Source: Above the Law
Recent insights from leading CLOs reveal a stark disconnect between what law firms think clients want and what clients actually need. The difference between good outside counsel and indispensable legal partners comes down to four key shifts.
Be Effective, Not Just Right
The best outside counsel focus on helping clients succeed in business, not just providing perfect legal analysis. Instead of delivering risk assessments that paralyze decision-making, they help clients understand risks in context and navigate them pragmatically. They engage in practical conversations: “Here’s the legal risk, here’s the business impact, and here’s how we move forward together.”
Deliver Speed and Practical Value
Modern GCs operate where business decisions can’t wait for traditional legal timelines. They need thoughtful guidance quickly—sometimes just an experienced gut reaction rather than exhaustive research. The most valued outside counsel can rapidly assess situations and provide practical initial guidance, resisting the urge to over-analyze simple questions.
Build Relationships Before You Need Them
Firms that earn lasting client relationships invest in them long before billable work appears. Cold outreach triggered by news events signals opportunism, not partnership. The best counsel stay informed about clients’ industries, engage in substantive conversations about business challenges, and offer insights that demonstrate genuine engagement.
When pitch opportunities arise, winning presentations focus on strategy rather than credentials. Clients want to see how firms think about problems and understand their specific business context, not just review deal sheets.
Invest in Small Gestures
Trust develops through consistent small actions. The outside counsel who become indispensable take brief calls for gut checks, provide quick guidance on emerging issues, and stay connected to business developments—often without immediate billing opportunities.
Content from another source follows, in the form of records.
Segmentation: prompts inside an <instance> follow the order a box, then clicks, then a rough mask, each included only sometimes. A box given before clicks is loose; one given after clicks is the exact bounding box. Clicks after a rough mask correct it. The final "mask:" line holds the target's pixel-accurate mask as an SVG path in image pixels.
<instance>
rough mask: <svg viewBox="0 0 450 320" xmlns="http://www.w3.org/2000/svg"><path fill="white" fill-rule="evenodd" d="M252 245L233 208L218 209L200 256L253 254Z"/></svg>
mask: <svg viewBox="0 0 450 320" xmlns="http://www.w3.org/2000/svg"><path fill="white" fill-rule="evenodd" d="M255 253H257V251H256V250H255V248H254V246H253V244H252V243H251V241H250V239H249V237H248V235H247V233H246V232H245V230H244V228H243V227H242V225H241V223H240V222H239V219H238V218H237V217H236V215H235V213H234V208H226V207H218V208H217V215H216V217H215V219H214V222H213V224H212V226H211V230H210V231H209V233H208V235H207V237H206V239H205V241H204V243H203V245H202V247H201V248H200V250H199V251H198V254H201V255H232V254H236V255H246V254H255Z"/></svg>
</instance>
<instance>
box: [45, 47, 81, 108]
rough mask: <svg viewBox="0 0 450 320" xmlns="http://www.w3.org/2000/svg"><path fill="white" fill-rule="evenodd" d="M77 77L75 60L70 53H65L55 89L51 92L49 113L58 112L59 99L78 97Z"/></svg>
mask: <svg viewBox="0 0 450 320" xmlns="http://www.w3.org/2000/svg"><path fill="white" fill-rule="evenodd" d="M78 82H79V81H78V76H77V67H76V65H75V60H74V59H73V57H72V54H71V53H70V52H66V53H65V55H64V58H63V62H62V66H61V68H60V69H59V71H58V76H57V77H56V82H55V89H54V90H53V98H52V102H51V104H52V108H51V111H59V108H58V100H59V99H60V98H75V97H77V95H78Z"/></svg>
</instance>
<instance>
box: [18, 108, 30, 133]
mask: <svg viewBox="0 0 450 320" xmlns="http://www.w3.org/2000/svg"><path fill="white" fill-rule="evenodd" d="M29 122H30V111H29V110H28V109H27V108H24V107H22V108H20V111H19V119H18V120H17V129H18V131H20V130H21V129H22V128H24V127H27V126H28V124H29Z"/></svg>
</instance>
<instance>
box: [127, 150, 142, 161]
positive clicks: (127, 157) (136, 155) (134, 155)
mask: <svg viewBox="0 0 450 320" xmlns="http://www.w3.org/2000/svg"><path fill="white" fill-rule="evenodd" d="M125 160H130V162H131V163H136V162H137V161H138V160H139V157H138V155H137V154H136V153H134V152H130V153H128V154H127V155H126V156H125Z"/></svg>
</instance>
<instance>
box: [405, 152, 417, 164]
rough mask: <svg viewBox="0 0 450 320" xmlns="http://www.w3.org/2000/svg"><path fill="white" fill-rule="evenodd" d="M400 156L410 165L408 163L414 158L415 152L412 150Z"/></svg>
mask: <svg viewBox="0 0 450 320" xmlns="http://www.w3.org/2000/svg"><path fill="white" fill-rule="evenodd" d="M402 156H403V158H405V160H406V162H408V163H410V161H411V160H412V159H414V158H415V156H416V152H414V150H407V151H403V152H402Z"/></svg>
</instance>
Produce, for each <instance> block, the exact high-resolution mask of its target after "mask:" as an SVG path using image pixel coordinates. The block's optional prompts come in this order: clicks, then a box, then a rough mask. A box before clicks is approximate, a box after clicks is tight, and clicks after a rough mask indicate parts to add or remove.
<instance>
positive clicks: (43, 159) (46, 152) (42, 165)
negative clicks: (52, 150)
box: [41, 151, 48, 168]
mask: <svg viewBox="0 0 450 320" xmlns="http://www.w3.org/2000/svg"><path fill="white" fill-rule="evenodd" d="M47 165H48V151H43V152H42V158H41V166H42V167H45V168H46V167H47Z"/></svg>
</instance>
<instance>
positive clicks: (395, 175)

This long-game approach pays dividends. GCs naturally turn to lawyers who are already informed about their business contexts when significant matters arise. As one CLO put it: “If I can call you for a gut check and know it won’t show up on my bill, you’re top of mind when the big project hits.”
The Bottom Line
The most successful client relationships today are built on trust, speed, and practical value rather than traditional legal prestige. Firms that embrace these principles don’t just win more work—they become integral parts of their clients’ strategic teams.